Secondly, Ford needs to maximise its ability to foster communication between its far-flung operations. The “Ford 2000” strategy did not benefit from the same kind of instant electronic communication, massive file-sharing, and virtual tele-presence technology that the world's top companies currently employ in areas such as design and development. Derrick Kuzak has spent the last year integrating the various design and development departments globally; if this kind of streamlined technology can be successfully employed, then a major barrier to creating such a global organisation will have been overcome.

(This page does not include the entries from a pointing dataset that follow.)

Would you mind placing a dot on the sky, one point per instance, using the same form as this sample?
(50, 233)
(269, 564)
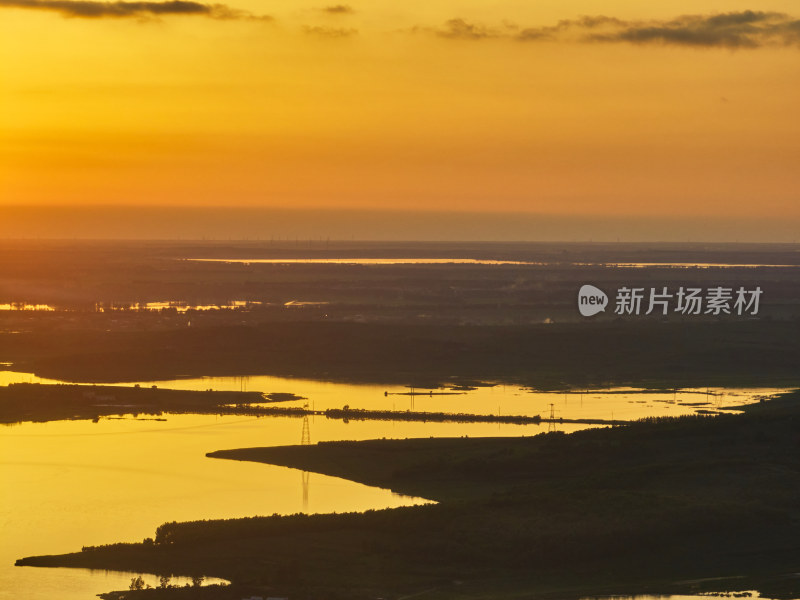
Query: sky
(641, 111)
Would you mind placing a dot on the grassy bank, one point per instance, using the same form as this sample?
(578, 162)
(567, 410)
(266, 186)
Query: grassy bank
(620, 510)
(642, 353)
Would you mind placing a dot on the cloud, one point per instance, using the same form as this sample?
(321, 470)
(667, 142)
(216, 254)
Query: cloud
(459, 29)
(330, 32)
(745, 29)
(93, 9)
(338, 9)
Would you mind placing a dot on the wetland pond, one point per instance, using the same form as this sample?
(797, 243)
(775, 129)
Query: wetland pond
(67, 484)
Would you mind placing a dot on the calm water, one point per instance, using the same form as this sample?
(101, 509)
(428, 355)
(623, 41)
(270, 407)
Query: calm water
(618, 403)
(73, 483)
(476, 261)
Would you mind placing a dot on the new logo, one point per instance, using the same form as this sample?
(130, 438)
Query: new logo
(591, 300)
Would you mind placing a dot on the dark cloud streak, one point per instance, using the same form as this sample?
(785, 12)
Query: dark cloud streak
(92, 9)
(339, 9)
(745, 29)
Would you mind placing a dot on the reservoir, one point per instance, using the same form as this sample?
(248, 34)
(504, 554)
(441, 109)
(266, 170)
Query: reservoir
(67, 484)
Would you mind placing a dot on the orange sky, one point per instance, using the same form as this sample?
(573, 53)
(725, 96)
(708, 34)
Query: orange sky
(439, 106)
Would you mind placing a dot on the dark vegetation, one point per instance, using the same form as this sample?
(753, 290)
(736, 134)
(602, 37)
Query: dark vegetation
(620, 510)
(37, 402)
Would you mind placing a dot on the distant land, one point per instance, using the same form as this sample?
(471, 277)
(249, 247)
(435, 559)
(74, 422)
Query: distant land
(248, 223)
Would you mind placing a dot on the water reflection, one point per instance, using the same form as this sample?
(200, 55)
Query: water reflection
(490, 399)
(73, 483)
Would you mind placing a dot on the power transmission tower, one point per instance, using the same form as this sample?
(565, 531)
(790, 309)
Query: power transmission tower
(305, 440)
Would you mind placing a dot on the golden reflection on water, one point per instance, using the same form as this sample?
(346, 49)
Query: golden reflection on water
(616, 403)
(73, 483)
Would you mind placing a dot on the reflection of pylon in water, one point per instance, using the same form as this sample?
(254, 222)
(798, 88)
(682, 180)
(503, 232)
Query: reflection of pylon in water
(305, 440)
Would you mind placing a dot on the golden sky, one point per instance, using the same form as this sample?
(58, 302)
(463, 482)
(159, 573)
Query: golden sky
(567, 107)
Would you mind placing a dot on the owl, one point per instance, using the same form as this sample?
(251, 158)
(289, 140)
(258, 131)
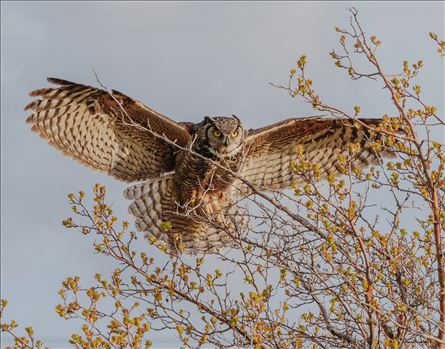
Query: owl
(191, 175)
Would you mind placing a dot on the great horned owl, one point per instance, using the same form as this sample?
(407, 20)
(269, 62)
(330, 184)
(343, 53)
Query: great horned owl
(193, 174)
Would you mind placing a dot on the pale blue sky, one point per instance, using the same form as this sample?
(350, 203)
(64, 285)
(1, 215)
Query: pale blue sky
(185, 60)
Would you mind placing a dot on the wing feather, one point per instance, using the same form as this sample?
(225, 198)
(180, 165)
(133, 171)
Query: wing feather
(271, 150)
(105, 131)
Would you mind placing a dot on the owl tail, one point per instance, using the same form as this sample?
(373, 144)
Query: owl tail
(159, 217)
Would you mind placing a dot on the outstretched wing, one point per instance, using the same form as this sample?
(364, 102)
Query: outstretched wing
(272, 149)
(106, 131)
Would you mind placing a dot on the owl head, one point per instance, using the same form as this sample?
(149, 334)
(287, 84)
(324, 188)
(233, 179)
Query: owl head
(220, 136)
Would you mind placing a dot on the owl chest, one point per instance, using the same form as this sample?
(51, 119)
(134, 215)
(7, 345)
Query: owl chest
(199, 181)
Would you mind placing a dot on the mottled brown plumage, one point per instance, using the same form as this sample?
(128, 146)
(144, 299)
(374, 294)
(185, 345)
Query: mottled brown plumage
(188, 199)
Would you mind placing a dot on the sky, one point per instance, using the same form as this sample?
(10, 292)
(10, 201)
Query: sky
(185, 60)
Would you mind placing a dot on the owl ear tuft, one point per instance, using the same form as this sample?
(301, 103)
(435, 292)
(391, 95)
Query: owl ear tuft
(208, 119)
(236, 118)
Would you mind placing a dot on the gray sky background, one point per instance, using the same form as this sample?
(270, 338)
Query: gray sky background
(185, 60)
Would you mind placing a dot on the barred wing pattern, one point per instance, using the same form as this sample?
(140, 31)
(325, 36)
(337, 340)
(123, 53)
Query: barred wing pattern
(105, 131)
(272, 149)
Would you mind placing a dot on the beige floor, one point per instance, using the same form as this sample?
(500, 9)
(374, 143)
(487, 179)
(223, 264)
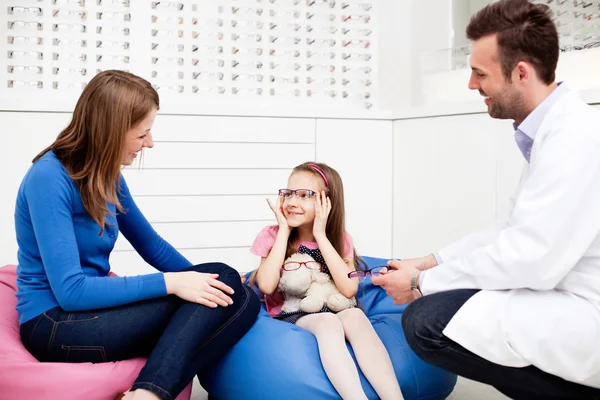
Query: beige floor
(465, 390)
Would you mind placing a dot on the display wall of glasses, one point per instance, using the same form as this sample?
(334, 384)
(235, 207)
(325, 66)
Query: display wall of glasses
(319, 53)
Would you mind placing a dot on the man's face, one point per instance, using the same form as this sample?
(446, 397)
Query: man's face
(503, 99)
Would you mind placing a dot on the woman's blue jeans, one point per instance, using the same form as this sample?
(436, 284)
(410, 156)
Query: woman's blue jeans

Finally, engineers in all regions must be intimately familiar with the requirements and tastes of the customers for which they are creating vehicles. Many of the “Ford 2000” initiatives did not work because of the inflexibility of the platforms Ford employed at the time; the Contour was not big enough for American tastes, but the mid-size Taurus would have been inappropriate for the European market. Now, with Asia a bigger potential market than either the United States or Europe, and growing daily, a third region needs to be considered. In the past decade, Ford, its Volvo subsidiary, and its Mazda affiliate have proven that they can successfully engineer flexible platforms that can be used for myriad different vehicles, specialised to fit various markets. Global integration of design and purchasing has been achieved successfully at General Motors, once considered the epitome of American corporate institutional inertia. If Ford can address the shortcomings of the “Ford 2000” strategy, there is every reason to believe that it can be successful at it as well. The biggest problem facing Ford is time; it is rapidly running out of it in North America. It needs to turn a profit in 2009, or that US$24-billion loan that CEO Mulally took out upon his arrival over a year ago is going to loom very large indeed. The revamp of the product development and purchasing structure will not affect products this quickly, and likely will not have an impact on products arriving before 2011. Whether or not Ford can hold out that long remains to be seen.